Кроме того, всякий из нас принимал участие в одной из комиссий, исполняющих работу разных министерств… С другой стороны мы были мэрами…Многие из нас были командирами Национальной гвардии, и между нами не было, может быть, ни одного, кто не должен был в любую минуту бежать на аванпосты…»[631]
Не удивительно, что многие решения, на выработку которых было потрачено время, так и не стали воплощаться в жизнь. Не случайна реплика одного из наиболее «деловых» депутатов Э. Варлена: «Я считаю, что каждый раз, когда вы издаете декреты, было бы хорошо, чтобы вы поручали кому-либо проводить их в жизнь»[632]
.Вопрос об эффективности власти был связан с жизненной темой обороны
. Коммунары воевали неудачно. Организация войск в национальную гвардию, которая по мысли коммунаров должна была покончить с милитаризмом, корнем ненавистного имперского авторитаризма. Недавняя история двух империй порождала глубокое недоверие к военному командованию и военной дисциплине. В то же время элемент военной демократии национальной гвардии порождал энтузиазм, воскрешавший героические воспоминания Великой французской революции. Первое время это вселяло надежды на скорейшую победу. Эти надежды не оправдались, что, казалось бы, доказывает бесперспективность внесения элементов самоуправления в армию. Однако история знает и обратные примеры – «военная демократия» способствовала успехам махновского движения на Украине и прочности фронта Испанской республики во время гражданской войны 1936-1939 гг.[633] Дело не только в том, имеют ли бойцы право на инициативу и самоорганизацию своего быта. Важно, насколько они доверяют своим командирам и насколько эти командиры талантливы. Армии со строгой дисциплиной нередко проигрывали повстанческим вождям, если помимо прочих обстоятельств эти вожди были более талантливыми полководцами. История обделила Коммуну талантливыми и самоотверженными военачальниками. К тому же шанс на победу у коммунаров существовал до того, как Версаль установил прочный контроль над ресурсами Франции, обеспечившими ему безусловный перевес сил. Победить можно было только в конце марта – начале апреля. Но в решающем сражении 3-4 апреля у коммунаров не было единого военного командования, что предопределило нескоординированность и крайнюю непродуманность их действий.Накануне сражения разгорелся конфликт между Коммуной и ЦК национальной гвардии, который самостоятельно назначил военного делегата (командующего) Клюзере. 31 марта Клюзере выступил в Коммуне, представив отчет ЦК артиллерии. Отчет был одобрен исполнительной комиссией. Но Клюзере не было доверено командование. Он был назначен военным делегатом только после поражения 3 апреля, когда шансы на победу в маневренной войне уже были упущены.

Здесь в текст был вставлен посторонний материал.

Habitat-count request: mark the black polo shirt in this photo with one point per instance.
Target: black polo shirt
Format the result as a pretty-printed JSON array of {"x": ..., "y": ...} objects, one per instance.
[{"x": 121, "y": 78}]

Поскольку в дальнейшем Клюзере не преуспел, его принято считать негодным командиром (хотя за его спиной был опыт нескольких войн)[634]
. Однако 3-4 апреля наличие опытного в военном отношении командующего могло бы избавить коммунаров от несогласованности атак и выбора крайне неудачных направлений наступления (достаточно вспомнить, что Флуранс вообще заблудился и ушел в сторону от сражения, а колонны Эда штурмовали холмы Медона, которые можно было обойти и тем спасти колонну Дюваля от разгрома, а может быть и достичь с нею Версаля). В дальнейшем Клюзере делал все, что мог при ухудшающемся соотношении сил, и, уже как грамотный в военном отношении человек не решился на внезапный удар по версальцам по принципу «пан или пропал». Он не был авантюристом, и потому мог победить 3-4 апреля и не мог победить позднее. В условиях гнетущего ухудшения обстановки, вызванного неуклонным изменением соотношения сил в пользу Версаля, Клюзере раздражал всех, и его по обыкновению стали подозревать в стремлении к военной диктатуре.Ф. Пиа утверждал: «Генералы против своей воли тянутся к диктатуре, как черепахи тянутся к морю»[635]
. «Даже победоносный генерал, имея под своим начальством одну лишь национальную гвардию, не может произвести государственного переворота»[636] – возражала газета «Ля Коммюн». Проблема военного руководства, немаловажная и для либеральных течений, для социалистов приобретает просто таки трагическое значение. Отступление от демократии для антиавторитарных социалистов означает не просто временное «замораживание» их программы (как нередко бывает у либералов), а движение в сторону якобинско-марксистского централизма.